Atualmente, a Consolidação das Leis Trabalhistas (CLT) define que estabelecimentos com mais de 10 trabalhadores devem ter registro de ponto manual, mecânico ou eletrônico. E uma portaria do Ministério do Trabalho regulamenta como deve ser feito o registro, com detalhes técnicos e especificação das informações que devem constar no registro.
Na nova proposta, as regras sobre os registros de ponto passarão a depender do que for firmado entre sindicato de empregados e empresa ou sindicato de empregadores.
Na opinião da advogada Izabela Rücker Curi, que trabalha com direito empresarial, a medida é positiva, pois pode resultar em desburocratização. Ela conta que a necessidade de instalação de sistemas de ponto acabou gerando alto custo para as empresas que, em alguns casos tiveram que testar mais de um modelo até que funcionasse bem.
Izabela vê a medida como positiva especialmente para as pequenas empresas, que, segundo ela, acabam se desmotivando a aumentar o quadro de funcionários devido às exigências relacionadas ao registro de jornada. Assim, acabam mantendo o limite de 10 funcionários ou mantêm trabalhadores atuando de maneira informal.

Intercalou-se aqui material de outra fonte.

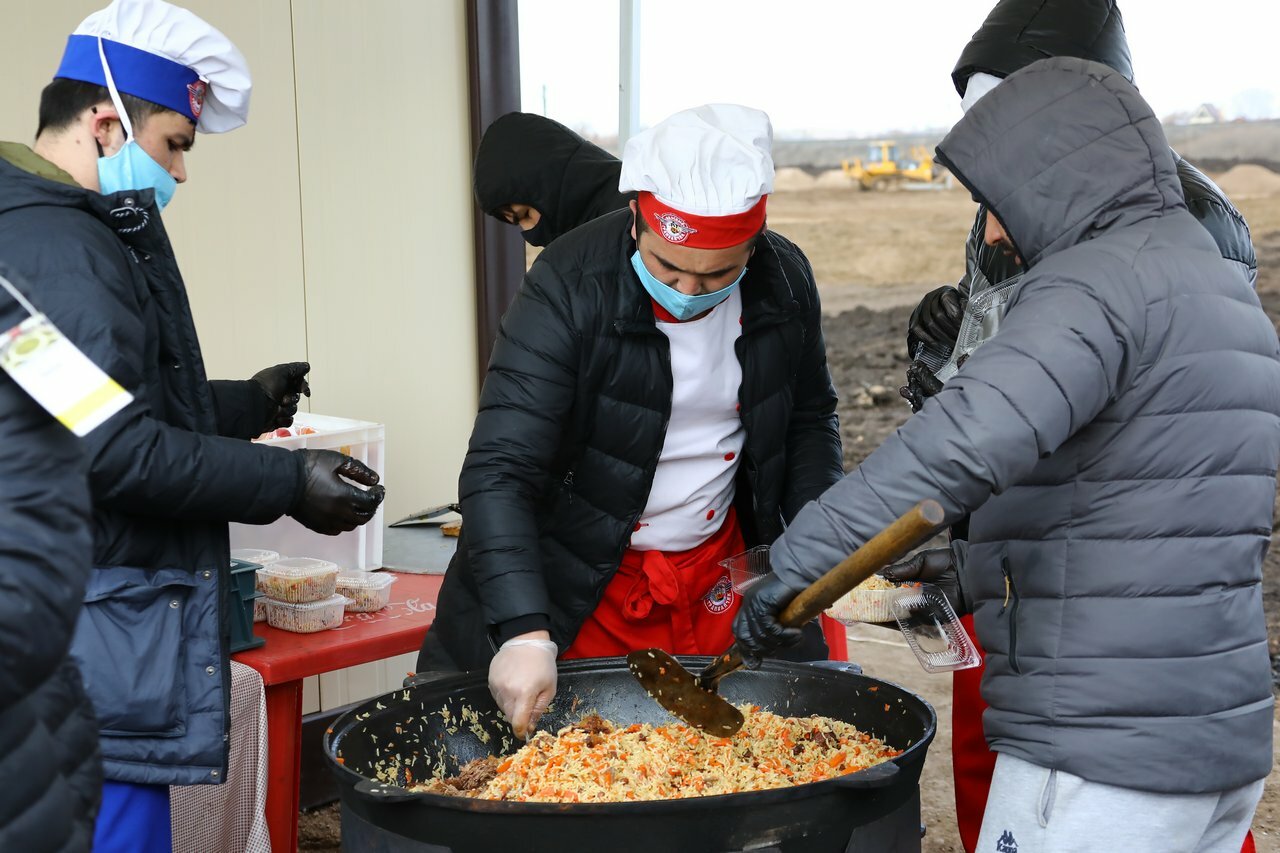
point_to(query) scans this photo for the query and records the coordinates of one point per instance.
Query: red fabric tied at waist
(677, 601)
(657, 583)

“A exigência do registro de ponto trouxe uma informalidade muito maior e acaba evitando que ser humano tenha dignidade. O que queremos é que exista trabalho formal”, analisa a advogada.
Críticas
O advogado José Lúcio Glomb, especializado na área trabalhista e ex-presidente da Ordem dos Advogados do Brasil Seção Paraná (OAB-PR), vê a possibilidade com preocupação. “É temerária a adoção dessa política através de um acordo coletivo [para definir como será o ponto].” Glomb acrescenta que, com a tecnologia, só não faz registro de ponto quem não quer. “Até motorista de caminhão tem controle de ponto”, lembra o advogado. Na o opinião dele, é preciso otimizar a maneira como os registros são feitos. Ele cita como exemplo países europeus em que há sistemas com cartões com sensores que registram o ponto assim que o funcionário entra nas dependências da empresa.

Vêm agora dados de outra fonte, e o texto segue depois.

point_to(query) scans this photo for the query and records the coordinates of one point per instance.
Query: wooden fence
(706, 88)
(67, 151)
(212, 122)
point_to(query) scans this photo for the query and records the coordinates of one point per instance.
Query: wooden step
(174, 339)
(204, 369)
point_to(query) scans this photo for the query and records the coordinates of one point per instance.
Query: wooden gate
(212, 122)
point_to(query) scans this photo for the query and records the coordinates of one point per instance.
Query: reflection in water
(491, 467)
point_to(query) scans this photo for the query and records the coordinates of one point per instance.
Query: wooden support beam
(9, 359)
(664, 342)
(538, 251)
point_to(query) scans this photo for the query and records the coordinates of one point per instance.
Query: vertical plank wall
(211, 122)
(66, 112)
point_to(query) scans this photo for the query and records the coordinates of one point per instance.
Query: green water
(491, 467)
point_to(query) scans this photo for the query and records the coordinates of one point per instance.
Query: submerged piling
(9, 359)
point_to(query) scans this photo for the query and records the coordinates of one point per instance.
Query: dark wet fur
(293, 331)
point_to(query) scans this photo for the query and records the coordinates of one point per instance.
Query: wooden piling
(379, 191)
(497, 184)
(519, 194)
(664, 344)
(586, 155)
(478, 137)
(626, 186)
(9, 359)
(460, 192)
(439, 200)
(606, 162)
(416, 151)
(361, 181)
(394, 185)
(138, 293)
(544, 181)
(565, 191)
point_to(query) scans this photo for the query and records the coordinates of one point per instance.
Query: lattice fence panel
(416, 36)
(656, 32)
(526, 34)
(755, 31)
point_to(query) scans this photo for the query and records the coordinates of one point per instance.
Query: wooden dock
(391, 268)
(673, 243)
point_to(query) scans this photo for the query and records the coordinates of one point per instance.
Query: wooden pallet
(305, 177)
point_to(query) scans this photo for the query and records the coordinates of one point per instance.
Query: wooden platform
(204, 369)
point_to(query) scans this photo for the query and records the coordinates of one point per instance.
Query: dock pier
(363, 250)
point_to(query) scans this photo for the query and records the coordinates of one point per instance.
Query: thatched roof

“A fraude já ocorre com toda a rigidez da legislação. A mudança pode tornar mais fácil esse tipo de prática”, analisa o advogado trabalhista e professor da Universidade Federal do Rio de Janeiro (UFRJ) Wagner Gusmão. Na opinião dele, o artigo 74 da CLT e a Portaria 1.510 do Ministério do Trabalho já suprem a necessidade de regulamentação sobre o tema.

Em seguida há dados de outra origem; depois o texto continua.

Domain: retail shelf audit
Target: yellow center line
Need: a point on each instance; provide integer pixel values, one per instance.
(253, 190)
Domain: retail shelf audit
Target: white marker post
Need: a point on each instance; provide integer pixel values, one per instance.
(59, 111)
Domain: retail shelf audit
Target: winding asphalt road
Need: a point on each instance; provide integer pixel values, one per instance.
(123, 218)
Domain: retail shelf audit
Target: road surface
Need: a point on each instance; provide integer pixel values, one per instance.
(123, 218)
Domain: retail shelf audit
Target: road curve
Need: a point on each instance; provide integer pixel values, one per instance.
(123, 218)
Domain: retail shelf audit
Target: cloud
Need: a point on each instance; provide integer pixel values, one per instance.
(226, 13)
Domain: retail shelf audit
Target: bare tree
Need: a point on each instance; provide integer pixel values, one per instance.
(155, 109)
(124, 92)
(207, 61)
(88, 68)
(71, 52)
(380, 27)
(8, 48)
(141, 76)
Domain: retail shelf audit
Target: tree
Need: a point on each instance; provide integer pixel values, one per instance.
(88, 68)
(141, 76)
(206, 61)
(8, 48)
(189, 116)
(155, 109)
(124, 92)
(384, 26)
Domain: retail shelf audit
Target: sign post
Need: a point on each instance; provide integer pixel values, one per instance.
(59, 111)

Para Nasser Ahmad Allan, advogado da Central Única dos Trabalhadores (CUT) do Paraná e doutor em direito pela Universidade Federal do Paraná (UFPR), esse tipo de flexibilização “seria para incentivar fraude e ausência de controle e dificultaria a fiscalização do Ministério Público do Trabalho”.
Veja a proposta de alteração
Art. 611-A – A Convenção ou Acordo Coletivo de Trabalho tem força de lei quando dispuser sobre:
[…]
XII- Registro da jornada de trabalho.
Conheça a lei atual
Consolidação das Leis do Trabalho (CLT)
Art. 74 – O horário do trabalho constará de quadro, organizado conforme modelo expedido pelo Ministro do Trabalho, Industria e Comercio, e afixado em lugar bem visível. Esse quadro será discriminativo no caso de não ser o horário único para todos os empregados de uma mesma seção ou turma.
§ 1º – O horário de trabalho será anotado em registro de empregados com a indicação de acordos ou contratos coletivos porventura celebrados.
§ 2º – Para os estabelecimentos de mais de dez trabalhadores será obrigatória a anotação da hora de entrada e de saída, em registro manual, mecânico ou eletrônico, conforme instruções a serem expedidas pelo Ministério do Trabalho, devendo haver pré-assinalação do período de repouso.